4. The stack, briefly

  • Frontend — SvelteKit 2 + Svelte 5 with runes mode + TypeScript strict. Svelte 5’s $state / $effect / $derived runes made the reactive flow — store hydration from localStorage, runtime feature-state toggles on the map, the XP-burst on level-up — read cleanly. No external state library.
  • Map — Google Maps Platform’s WebGL vector renderer with a Map ID configured for tilt + rotation. Pitch 67.5° + heading 20° gives cohesive 2.5D with native 3D building extrusion in the CBD. Polygon overlays sit at zIndex 1000 above the fills; flowing dots are google.maps.Polyline icons stepped via RAF. I tried MapLibre first; it works but the basemap stays flat and our 3D extrusions float — Google’s WebGL vector is the only path to coherent tilt-with-buildings without a custom tile pipeline.
  • AI — Anthropic Claude (claude-sonnet-4-20250514) called directly from SvelteKit endpoints (streaming SSE for the advisor; JSON-mode for everything else). Cost-guarded.
  • Open datadata.melbourne.vic.gov.au (Opendatasoft v2.1, anonymous reads) + OpenStreetMap via Nominatim. A one-time fetch script (pnpm fetch:suburb-geo) writes polygon boundaries to a committed JSON file.
  • Database — Supabase Postgres 15 + PostGIS. Schema + RLS policies fully written (13 SQL migrations) and the typed SupabaseClient<Database> is wired into a per-request server client in hooks.server.ts with a typed-Proxy fallback when env is unconfigured. Provisioning a real Supabase project is one user action away; everything else is offline-complete.
  • Hosting — Vercel via @sveltejs/adapter-vercel, auto-deploy on push to main. Preview deploys per PR.

5. What’s next

MESH is a 10-sprint roadmap; this hackathon got me to roughly sprint 4. The remaining headline pieces:

  • Sprint 7 — Submission Verifier. The agent that closes the loop: residents submit photo + text evidence of a completed quest, Claude vision verifies, XP is awarded or routed to a moderation queue.
  • Sprint 8 — Resource Matchmaker. The agent that powers the “Exchange” in the name. Posts of “I have 10 kg of zucchini” get semantically matched to “I need vegetables for a community kitchen” within a 10 km PostGIS <-> radius, and the mesh edges between matched suburbs light up.
  • Sprint 10 — Anomaly Watcher. Watches each open-data sync for deltas, classifies them as opportunity / risk / info, and spawns reactive quests or alerts.

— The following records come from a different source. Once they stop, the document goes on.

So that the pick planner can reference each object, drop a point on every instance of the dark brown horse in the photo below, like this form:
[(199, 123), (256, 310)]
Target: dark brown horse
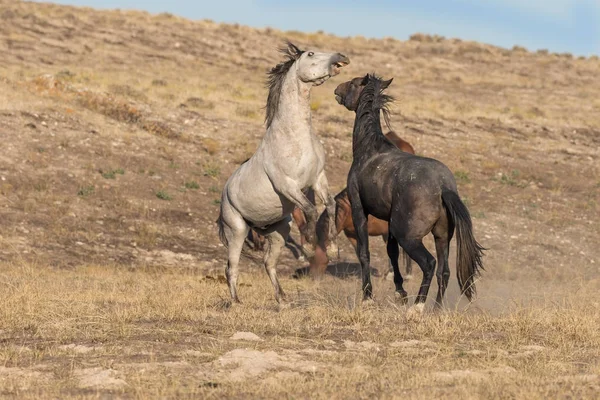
[(416, 195), (344, 222)]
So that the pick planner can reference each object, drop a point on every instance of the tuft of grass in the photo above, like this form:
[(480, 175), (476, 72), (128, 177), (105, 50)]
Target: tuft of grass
[(159, 82), (511, 179), (462, 176), (315, 105), (192, 185), (212, 170), (211, 146), (163, 195), (112, 174), (113, 108), (85, 191), (197, 102)]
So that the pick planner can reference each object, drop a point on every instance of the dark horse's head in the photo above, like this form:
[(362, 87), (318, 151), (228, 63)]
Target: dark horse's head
[(348, 93)]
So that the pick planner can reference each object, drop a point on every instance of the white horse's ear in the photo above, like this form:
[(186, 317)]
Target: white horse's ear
[(293, 49)]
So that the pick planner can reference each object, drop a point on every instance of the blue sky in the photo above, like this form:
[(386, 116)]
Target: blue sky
[(557, 25)]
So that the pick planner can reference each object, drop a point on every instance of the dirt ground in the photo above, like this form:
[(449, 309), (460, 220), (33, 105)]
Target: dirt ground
[(119, 129)]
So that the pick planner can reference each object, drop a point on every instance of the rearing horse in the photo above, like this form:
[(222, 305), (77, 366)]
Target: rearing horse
[(262, 193)]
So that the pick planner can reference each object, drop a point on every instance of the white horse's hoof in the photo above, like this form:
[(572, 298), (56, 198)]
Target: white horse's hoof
[(368, 302), (415, 313), (333, 251), (309, 251)]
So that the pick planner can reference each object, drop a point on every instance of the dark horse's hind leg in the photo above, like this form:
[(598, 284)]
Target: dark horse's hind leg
[(362, 246), (393, 254), (442, 248), (415, 249)]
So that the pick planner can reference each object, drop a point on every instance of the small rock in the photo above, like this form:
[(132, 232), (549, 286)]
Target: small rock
[(248, 336)]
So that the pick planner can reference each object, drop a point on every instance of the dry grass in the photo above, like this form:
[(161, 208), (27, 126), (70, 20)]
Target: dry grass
[(114, 287), (57, 323)]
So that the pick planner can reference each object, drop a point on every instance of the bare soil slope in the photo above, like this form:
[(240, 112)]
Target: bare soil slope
[(118, 130)]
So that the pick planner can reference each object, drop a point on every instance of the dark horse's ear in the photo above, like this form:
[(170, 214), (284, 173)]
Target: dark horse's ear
[(385, 84), (293, 50), (365, 80)]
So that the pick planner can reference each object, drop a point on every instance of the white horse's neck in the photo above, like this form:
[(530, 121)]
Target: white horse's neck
[(293, 117)]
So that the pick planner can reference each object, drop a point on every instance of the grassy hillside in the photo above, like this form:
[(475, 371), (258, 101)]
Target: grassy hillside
[(119, 129)]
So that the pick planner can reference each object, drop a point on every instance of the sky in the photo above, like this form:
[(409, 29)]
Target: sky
[(557, 25)]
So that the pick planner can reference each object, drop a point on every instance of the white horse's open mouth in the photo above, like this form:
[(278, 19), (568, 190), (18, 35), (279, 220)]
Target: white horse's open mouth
[(336, 67)]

The architecture is already shaped to land them quickly once the Supabase project is provisioned. The data-snapshot + transparency pattern I built into the Quest Generator transfers directly to each new agent.


Try it

A few things worth clicking:

  1. Sign in as Admin · Demo on /login, then hit “Generate all 5 with Claude →” on /admin. Watch the EXAMPLE chips flip to AI in real time.
  2. On /quests, expand any AI quest’s “How this was created” — the full agent lineage is right there.
  3. On /, click the (i) next to any suburb name to see exactly which datasets fed its scores.

Built in a day for the Claude Impact Lab hackathon (Melbourne, 23 May 2026). Coffee was consumed. Polygons were fetched. AI rationales were strict-JSON-fenced. The streets of Carlton tilted on cue.